Several methods are proposed to improve the computational efficiency of numerical models. Schumann et al. (2013) and Bates et al. (2010) developed a simplified partial inertial model ignoring the dynamics term in full two-dimensional (2D) shallow water equations (SWEs), and the results showed the simplified model can save more computational time compared with the full 2D SWEs. However, since the dynamic terms are not considered, the model cannot reliably reproduce the physical processes and predict the velocity of rapidly varying flows, such as dam breaks.

To further improve computational efficiency, many researchers have optimized the grid resolution during flood simulations, and adaptive mesh refinement (AMR) is the most common method (Hu et al. 2018; Ghazizadeh et al. 2020). The computational domain was decomposed into coarse grids that were linked with sub-grid sets of various sizes. These dynamically adaptive meshes can adjust grid density in accordance with the domain features or flow conditions, which can be applied for local grid refinement. Liang et al. (2015) used the AMR to divide the computational domain, where high-resolution simulation was carried out in areas in which the surface water flow needs to be detailed. The results indicated that complex grid adaptation seems to cost more computation time and resources, although they improve the computational efficiency in comparison with the overall fined grids. In addition to the intricate grid generation techniques, a lot of storage requirements are also needed, which further restrict its applications, especially in larger watersheds. Besides, the mass and momentum conservation may not be ensured at the same time when using a dynamically adaptive grid to divide the computational domain (Bermudez & Ma 1994). It is well known that mass conservation is a critical element to be satisfied in models for practical applications, while momentum conservation influences the numerical stability of models and thereby is important to preserve its robustness.

Static nonuniform grids for surface water flow simulations have received increasing attention in recent years.
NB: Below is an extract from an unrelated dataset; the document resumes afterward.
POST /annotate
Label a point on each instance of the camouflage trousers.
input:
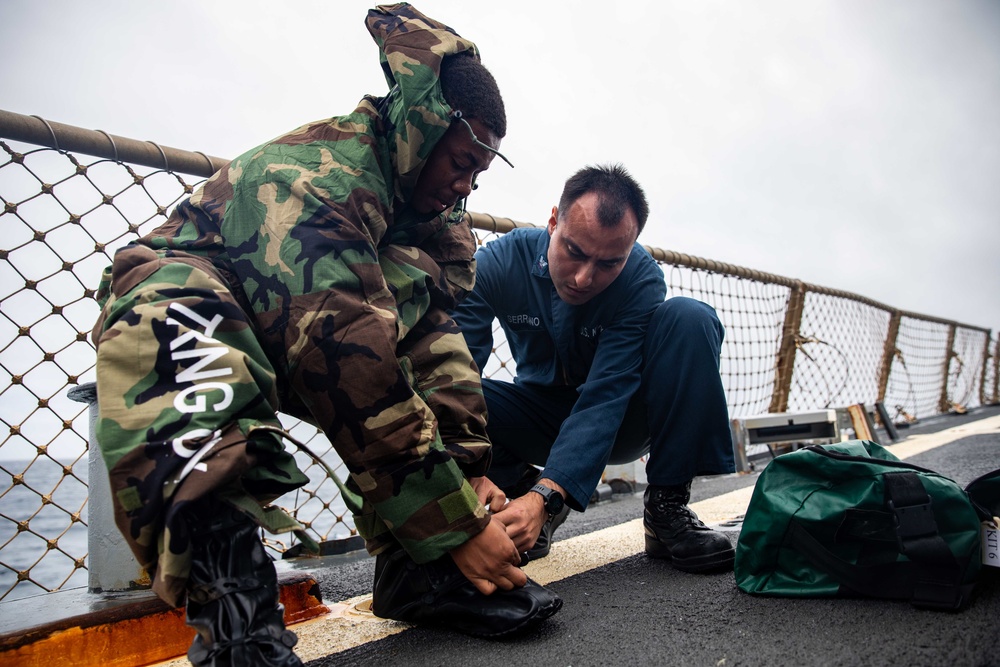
(189, 381)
The flood-prone areas where the inundation conditions are needed to detail are discretized using finer grids, while the rest of the regions are deployed using coarse grids. This method can easily achieve local grid refinement and effectively avoid the troublesome dynamical links between numerical solutions obtained from different grids in AMR. Furthermore, compared with AMR, the static nonuniform grids also have the advantage of a simplified grid generation procedure and may save more computation time. Hou et al. (2018) proposed a static nonuniform grid system to identify and refine the crucial regions where a high-resolution grid is essential for accurate surface flow simulation, which can save more computation cost and time than AMR. However, the computational efficiency is limited by the grid sizes, since a 2:1 rule is introduced and no cell is allowed to have a neighbor that is more than twice bigger or smaller. A multigrid dynamic bidirectional coupling model (M-DBCM) based on multi-grids was developed by Shen et al. (2021), where different size ratios of coarse to fine grids were used to divide the computational domain. The computational efficiency improved in various degrees based on different size ratios. However, a superficial assessment of computational efficiency was carried out to evaluate the performance of the M-DBCM.
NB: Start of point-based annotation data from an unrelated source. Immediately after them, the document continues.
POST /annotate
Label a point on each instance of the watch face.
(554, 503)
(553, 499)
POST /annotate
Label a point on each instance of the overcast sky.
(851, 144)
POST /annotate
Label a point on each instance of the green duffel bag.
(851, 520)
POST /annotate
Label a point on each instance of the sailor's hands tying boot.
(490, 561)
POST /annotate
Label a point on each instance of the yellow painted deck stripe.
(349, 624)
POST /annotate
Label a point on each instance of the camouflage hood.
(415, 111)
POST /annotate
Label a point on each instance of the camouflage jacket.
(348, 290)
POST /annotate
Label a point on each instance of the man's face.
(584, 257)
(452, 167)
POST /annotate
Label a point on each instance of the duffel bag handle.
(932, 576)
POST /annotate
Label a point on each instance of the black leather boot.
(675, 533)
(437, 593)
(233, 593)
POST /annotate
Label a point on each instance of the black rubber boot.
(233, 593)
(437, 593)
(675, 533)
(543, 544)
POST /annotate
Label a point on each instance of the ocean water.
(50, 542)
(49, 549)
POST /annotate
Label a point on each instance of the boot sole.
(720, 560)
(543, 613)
It is also crucial to evaluate the computational efficiency of the numerical model. Hou et al. (2018) evaluated the simulation accuracy of the proposed model using the root mean square error, but only the computation time was reported. No further discussion and analysis were adopted on the improvement in computational efficiency. Other researchers, e.g., Shen et al. (2021), Yu & Duan (2017), Liu et al. (2019) and Jiang et al. (2021), have quantitatively assessed the numerical accuracy by comparing the simulation results with a measure or analytical data. Only computational efficiency was reported, but it is lacking in strictly quantitative analysis. At present, the computational efficiency of models is simply assessed by comparing them with the computation time of different algorithms, without further discussing and analyzing the influence factors and improvement degree of computational efficiency. Nevertheless, it is significant to determine the factors influencing computational efficiency and assess sensitivity of these factors for improving the performance of models. The degree of improvement in computing efficiency is also important to study the performance of the model. The underlying question is how to quantitively evaluate the computational efficiency of the numerical model and analyze the factors influencing efficiency.
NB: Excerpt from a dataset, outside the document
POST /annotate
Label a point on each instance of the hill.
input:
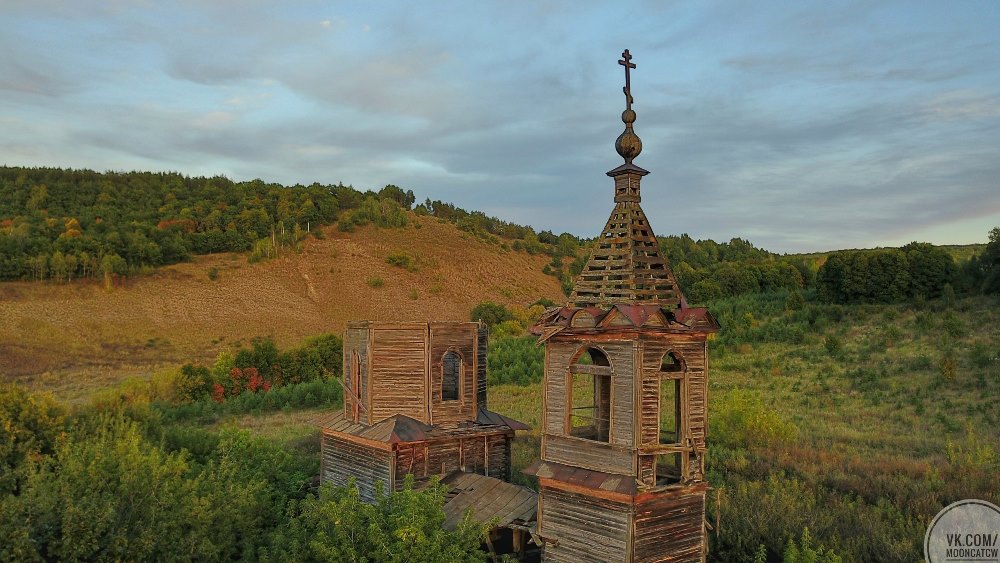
(75, 337)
Based on the M-DBCM proposed by our team, this work is devoted to proposing a method to quantitively evaluate the computational efficiency of models. The remainder of this paper is arranged as follows: the multigrid technique was introduced first; and then the dynamically coupled hydrologic-hydrodynamic model used in this study was detailed; thirdly, an assessment parameter was produced and its derivation process was also described in detail; Section 3 quantitively demonstrated the computational efficiency of the M-DBCM based on three cases; and Section 4 described the conclusions.

In this study, a dynamic bidirectional coupled hydrologic-hydrodynamic model proposed by our team based on multigrid is applied. The M-DBCM consists of two components: a hydrologic model that simulates overland flow in the upstream area and a hydrodynamic model that details flood processes in the downstream area vulnerable to floods. For the model setup, multigrid is designed to discretize the computational domain. The Fortran programming language is adopted to apply the coupling model.

The balance between the need of improving resolution in simulating flood processes and computational costs makes it desirable to refine the model grid locally. A structured multigrid system is developed in M-DBCM. The grid system is designed to provide fined grid cells at certain parts of the areas where high-resolution representation is crucial for flood simulation, while the rest of the domain is discretized into coarse cells. The areas where high-resolution representation is crucial can be determined according to topographic data. Generally speaking, low-lying areas, such as rivers and lakes, are vulnerable to floods. Therefore, the parts that require high-resolution representation were marked. And then, refine the marked areas while coarsening the rest of the domain.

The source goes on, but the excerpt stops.